Consider the following code:
#include <stdio.h>
constexpr int f()
{
return printf("a side effect!\n");
}
int main()
{
char a[f()];
printf("%zd\n", sizeof a);
}
I would have expected the compiler to complain about the call to printf
inside f
, because f
is supposed to be constexpr
, but printf
is not. Why does the program compile and print 15?
The program is ill-formed and requires no diagnostic according to the C++11 draft standard section 7.1.5
The constexpr specifier paragraph 5 which says:
For a constexpr function, if no function argument values exist such that the function invocation substitution would produce a constant expression (5.19), the program is ill-formed; no diagnostic required.
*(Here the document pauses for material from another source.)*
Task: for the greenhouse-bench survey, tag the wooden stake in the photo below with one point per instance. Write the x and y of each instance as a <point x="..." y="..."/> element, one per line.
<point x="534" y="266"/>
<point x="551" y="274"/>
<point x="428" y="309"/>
and provides the following example:
constexpr int f(bool b)
{ return b ? throw 0 : 0; } // OK
constexpr int f() { return f(true); } // ill-formed, no diagnostic required
and section 5.19
paragraph 2 says:
A conditional-expression is a core constant expression unless it involves one of the following as a potentially evaluated subexpression [...]
and includes:
— an invocation of a function other than a constexpr constructor for a literal class or a constexpr function [ Note: Overload resolution (13.3) is applied as usual —end note ];
We would probably prefer a diagnostic in this case, it could just be an oversight, I have a bug report for a similar situation where gcc
does not produce an error but we would probably like it to: Is the compiler allowed leeway in what it considers undefined behavior in a constant expression?.
Update
Using the -fno-builtin
flag will cause gcc
to generate the following error:
error: call to non-constexpr function 'int printf(const char*, ...)'
return printf("a side effect!\n");
^
So gcc
does consider this ill-formed it is just ignores it when it is using the builtin version of printf
.
Although somewhat inconsistently using the -pedantic
produces the following warning:
warning: ISO C++ forbids variable length array 'a' [-Wvla]
char a[f()];
^
Note that using f()
to initialized a constexpr variable:
constexpr int x = f() ;
does generate an error:
error: 'printf(((const char*)"a side effect!\012"))' is not a constant expression
Note that additionally in the more general case a compiler is not allowed mark standard library functions as constexpr unless explicitly allowed by the standard.